The Bitcoin market is highly volatile.  Bitcoin prices often swing by 50% or more.  Now you can act like a big bank and buy and sell Bitcoin derivatives to help manage your risk. Unfortunately you will have to gamble your OWN money instead of your depositors. Also there is probably no government willing to bail you out and no case for ‘to big to fail’ if you lose your bet.

Derivatives are designed to help you manage your risk. You can manage your risk in Ecoins (virtual currency) by buying Bitcoin options that leveraged your dollars and offset the risk of Bitcoin prices going the opposite way that you predict.  For example if you are holding Bitcoins (long position), you might want to bet (buy options) that Bitcoins are going to go down in price.  This will mean that you ‘lose’ less if prices go down.

If you are holding cash instead of Bitcoins (short position), you think that Bitcoin prices are going to go down.  In this case, you can buy options that prices will go up.  This will offset some of your losses if prices do go up and you are sitting on cash.  Dublin based Predictious recently launched Bitcoin option spreads which offers both long- and short-positions.

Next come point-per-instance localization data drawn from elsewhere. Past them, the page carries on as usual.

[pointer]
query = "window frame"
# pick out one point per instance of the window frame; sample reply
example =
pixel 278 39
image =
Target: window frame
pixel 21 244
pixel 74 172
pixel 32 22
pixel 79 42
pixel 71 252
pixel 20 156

It works about the same as typical option spread markets. You pay a fixed price for a fixed reward if you ‘bet’ correctly.

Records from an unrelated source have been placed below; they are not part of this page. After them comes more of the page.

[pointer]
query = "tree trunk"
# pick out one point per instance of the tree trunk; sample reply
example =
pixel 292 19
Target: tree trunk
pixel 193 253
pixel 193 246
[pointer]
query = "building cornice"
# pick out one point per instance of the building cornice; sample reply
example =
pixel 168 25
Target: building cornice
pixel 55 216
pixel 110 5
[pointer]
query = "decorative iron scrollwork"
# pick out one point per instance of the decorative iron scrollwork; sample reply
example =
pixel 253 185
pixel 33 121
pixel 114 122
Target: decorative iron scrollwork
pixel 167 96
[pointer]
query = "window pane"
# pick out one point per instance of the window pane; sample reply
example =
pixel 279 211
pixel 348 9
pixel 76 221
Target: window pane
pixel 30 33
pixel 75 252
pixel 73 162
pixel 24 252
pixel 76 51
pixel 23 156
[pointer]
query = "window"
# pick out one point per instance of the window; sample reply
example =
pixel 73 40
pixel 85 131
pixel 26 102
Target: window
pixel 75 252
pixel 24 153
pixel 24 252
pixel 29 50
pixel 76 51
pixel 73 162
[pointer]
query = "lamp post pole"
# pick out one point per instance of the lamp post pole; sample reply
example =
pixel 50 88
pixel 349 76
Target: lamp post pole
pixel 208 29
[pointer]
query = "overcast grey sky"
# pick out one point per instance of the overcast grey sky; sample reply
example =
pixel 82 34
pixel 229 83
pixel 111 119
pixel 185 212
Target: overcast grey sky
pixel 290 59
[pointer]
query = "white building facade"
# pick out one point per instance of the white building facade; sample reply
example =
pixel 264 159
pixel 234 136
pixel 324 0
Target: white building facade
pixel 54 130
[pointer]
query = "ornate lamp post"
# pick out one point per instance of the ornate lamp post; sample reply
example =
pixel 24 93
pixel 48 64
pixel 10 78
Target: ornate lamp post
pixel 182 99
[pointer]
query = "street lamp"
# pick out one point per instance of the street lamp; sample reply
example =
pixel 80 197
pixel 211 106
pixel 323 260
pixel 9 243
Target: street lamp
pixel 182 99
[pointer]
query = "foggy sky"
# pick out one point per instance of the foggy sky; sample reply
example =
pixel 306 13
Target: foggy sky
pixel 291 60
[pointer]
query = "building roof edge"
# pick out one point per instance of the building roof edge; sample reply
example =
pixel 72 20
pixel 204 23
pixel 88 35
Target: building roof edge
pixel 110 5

For example, you can bet on the future price of Bitcoin at a set day and time. For example, in the picture above, if you think that Bitcoins will be priced at or above $1400 on Jan 1, 2014 (Dublin time) you can “buy” the contract at $3.49 and get paid $10 if you are correct. If you believe it will not reach $1400, you “sell” the contract at $0.55 and get $10 if you are correct.